7 Tips for Managing Remote Staff Successfully

Managing a remote team comes with its own set of unique challenges.

Some of these problems are a lack of proper technology, minimal or no physical interaction, and the struggle of striking a great work-life balance. If these issues are not addressed, the consequence is a demotivated, unproductive, and unaccountable team.

To help with this issue, we have put together 7 tips that can act as guidelines to effectively supervise your remote teams.

1. Make Expectations Known

You need to clearly express remote work expectations to your team. By doing this, your team members are aware of what they will be held accountable for. These expectations should be recorded and made available to everyone; what should be included are the workers’ schedules, times of availability, workload, work quality, etc. Make sure to discuss expectations with your team members to ensure everyone is on the same page.  

2. Focus on Communication

Poor communication is one of the biggest hindrances to a highly motivated and accountable remote team. Therefore, you need to ensure your team members have access to the best communication tools and platforms, and know how to use them!

Furthermore, you should utilize video-focused communication channels as much as possible. Also, make a point to schedule regular one-on-one meetings with staff members to talk with them about their goals, work progress and any other matter on their minds. Strong communication prevents team members from being confused on who to direct questions and issues to, allowing them to address situations promptly allows them to be more productive. Not only that, you, the manager, can check in on the employee’s growth. 


3. Encourage Employees to Have a Routine

A work from home routine is great because it adds structure to the employees’ lives.
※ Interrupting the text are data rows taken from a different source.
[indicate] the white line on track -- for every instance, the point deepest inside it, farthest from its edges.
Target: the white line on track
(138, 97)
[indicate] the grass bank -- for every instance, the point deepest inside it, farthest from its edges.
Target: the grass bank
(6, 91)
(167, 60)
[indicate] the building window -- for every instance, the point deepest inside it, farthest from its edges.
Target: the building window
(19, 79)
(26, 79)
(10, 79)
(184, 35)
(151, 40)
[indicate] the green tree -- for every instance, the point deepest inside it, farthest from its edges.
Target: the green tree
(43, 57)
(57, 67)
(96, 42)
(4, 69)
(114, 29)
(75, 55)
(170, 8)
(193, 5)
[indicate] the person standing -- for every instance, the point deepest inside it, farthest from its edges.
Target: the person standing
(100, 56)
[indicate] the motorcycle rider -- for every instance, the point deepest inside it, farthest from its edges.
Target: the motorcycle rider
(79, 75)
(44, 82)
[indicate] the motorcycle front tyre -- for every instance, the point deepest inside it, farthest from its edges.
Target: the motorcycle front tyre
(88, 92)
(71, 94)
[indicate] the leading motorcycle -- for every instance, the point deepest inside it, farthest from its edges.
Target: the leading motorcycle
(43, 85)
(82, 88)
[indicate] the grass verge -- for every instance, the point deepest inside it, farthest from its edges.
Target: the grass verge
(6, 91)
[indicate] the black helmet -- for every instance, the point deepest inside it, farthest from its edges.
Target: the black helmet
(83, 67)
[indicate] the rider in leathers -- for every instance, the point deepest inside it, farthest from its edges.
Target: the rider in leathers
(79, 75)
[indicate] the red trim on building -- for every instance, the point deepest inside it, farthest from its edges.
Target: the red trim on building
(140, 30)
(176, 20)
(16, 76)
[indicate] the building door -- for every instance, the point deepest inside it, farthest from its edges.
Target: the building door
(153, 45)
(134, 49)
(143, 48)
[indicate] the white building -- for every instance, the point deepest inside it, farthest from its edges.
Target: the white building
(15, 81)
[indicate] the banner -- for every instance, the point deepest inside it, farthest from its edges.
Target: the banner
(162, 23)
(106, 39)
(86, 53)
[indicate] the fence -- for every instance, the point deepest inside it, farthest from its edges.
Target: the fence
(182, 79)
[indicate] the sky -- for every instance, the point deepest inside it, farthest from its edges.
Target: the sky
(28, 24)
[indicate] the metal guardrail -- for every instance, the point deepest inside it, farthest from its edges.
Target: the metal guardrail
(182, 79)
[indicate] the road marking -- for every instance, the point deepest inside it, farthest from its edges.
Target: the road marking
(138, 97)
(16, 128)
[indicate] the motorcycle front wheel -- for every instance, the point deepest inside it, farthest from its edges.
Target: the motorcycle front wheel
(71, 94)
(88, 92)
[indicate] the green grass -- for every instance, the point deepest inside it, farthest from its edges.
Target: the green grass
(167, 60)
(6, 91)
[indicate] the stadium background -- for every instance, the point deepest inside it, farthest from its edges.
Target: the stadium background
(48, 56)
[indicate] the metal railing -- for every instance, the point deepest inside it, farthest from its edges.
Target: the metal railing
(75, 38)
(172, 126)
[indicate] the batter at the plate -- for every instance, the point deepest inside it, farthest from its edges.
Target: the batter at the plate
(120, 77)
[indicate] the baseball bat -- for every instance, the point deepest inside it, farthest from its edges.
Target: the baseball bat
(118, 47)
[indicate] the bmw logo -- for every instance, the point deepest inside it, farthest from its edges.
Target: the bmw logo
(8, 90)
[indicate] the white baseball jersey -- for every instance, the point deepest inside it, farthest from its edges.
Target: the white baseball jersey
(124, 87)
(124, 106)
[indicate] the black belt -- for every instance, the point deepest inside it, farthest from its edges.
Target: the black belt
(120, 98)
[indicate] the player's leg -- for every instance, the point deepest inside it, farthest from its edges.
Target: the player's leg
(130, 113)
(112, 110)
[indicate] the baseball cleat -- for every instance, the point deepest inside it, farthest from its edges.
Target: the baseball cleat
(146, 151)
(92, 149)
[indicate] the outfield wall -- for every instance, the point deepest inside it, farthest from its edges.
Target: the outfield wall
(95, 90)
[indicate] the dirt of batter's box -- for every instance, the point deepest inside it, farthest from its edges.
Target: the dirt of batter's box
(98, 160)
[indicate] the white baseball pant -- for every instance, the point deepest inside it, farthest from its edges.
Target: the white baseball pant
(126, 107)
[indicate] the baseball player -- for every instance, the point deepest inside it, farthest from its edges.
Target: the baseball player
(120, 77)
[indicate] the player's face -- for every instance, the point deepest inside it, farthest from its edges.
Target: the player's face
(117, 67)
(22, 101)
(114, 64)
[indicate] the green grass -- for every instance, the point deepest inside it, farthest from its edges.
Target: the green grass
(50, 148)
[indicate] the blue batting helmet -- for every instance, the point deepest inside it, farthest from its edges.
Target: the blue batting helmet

Of course, the manager cannot and should not micromanage every aspect of the employee’s lives; however, you can encourage them to have a routine. You can even learn from the employees how the company can help them establish a sustainable routine, and use the feedback to do so as much as possible.  

4. Document Work 

Tasks, especially major projects, should be documented. This makes it easier for everyone to know who is answerable for a task. To make things simpler, the larger projects should be broken down into smaller tasks. The records of projects should include each smaller task, who is/are responsible for the duty, and what is expected of the workers concerning the task. Moreover, the workers responsible for an assigned task should update their progress as regularly as needed. The documentation of duties should be available to every member of that specific team; this way, team members can keep one another accountable. 

5. Set Goals and Acknowledge Achievements 

Clear goals = greater success.

You can keep employees motivated by having the team and individual members set goals on a monthly, weekly, or daily basis, as is necessary. The goals should be realistic but challenging enough to push the employees beyond their comfort zone and keep them excited about their duties. Besides that, the goals should be broken down into smaller objectives, as the latter are less daunting and will encourage staff to keep going.  Furthermore, it is important to acknowledge when aims are achieved, as doing so makes the employees feel appreciated and encourages them to work harder and be more motivated for the next job. Acknowledging accomplishments can be as simple as thanking workers during team meetings. 

6. Foster Community 

People find it harder to do great work when they do not feel like they belong. You can do something about this by getting to know your staff members on a personal level, while still maintaining professionalism. Do not just ask them about deadlines and projects, but also have conversations about their aspirations and hobbies. Also, you should allow them to know you and their fellow employees on a personal level as well. This means opening up to them, and creating opportunities for remote workers to bond outside work. Besides that, you need to be wary of micromanaging your employee’s life. Yes, it is important to keep track of their work progress, but you should give them enough space to do the work they were hired for. Micromanaging your employee’s life and duties shows that you have little faith in them and this can discourage any staff member. Additionally, the employee knows his or her remote work environment and schedule better than you do, so it is pointless to micromanage him or her in the first place. When you foster community among the team, you make the work environment more inviting and your team views you as an approachable manager. As a result, staff members perform better because they like you and the people they collaborate with. In addition, employees are more likely to seek help when needed. 

7. Provide Access to The Right Tools

Without the proper equipment, team members will not only be demotivated, they will likely not produce good quality work. You can prevent this situation by first ensuring your team members have access to quality internet connection and proper functioning laptops or computers. Next, depending on your team’s needs and structure, the proper communication tools should be identified and made available. Employees may also need a project management platform which keeps tasks and ideas organized and makes it easier to collaborate on projects. Here at RemotePass, we use notion to oversee projects, and slack for communication. Besides the basics mentioned, you should take the time to ask your team members what equipment and tools are needed to improve work productivity. 

Although, as a manager, you should implement these tips, it is crucial that you do so with the proper attitude. Do not manage a team with the belief that you always know best, and oversee your team in a loving, non-judgmental way.

Afterall, without your team’s cooperation, you are not really a manager, talk less of a good one.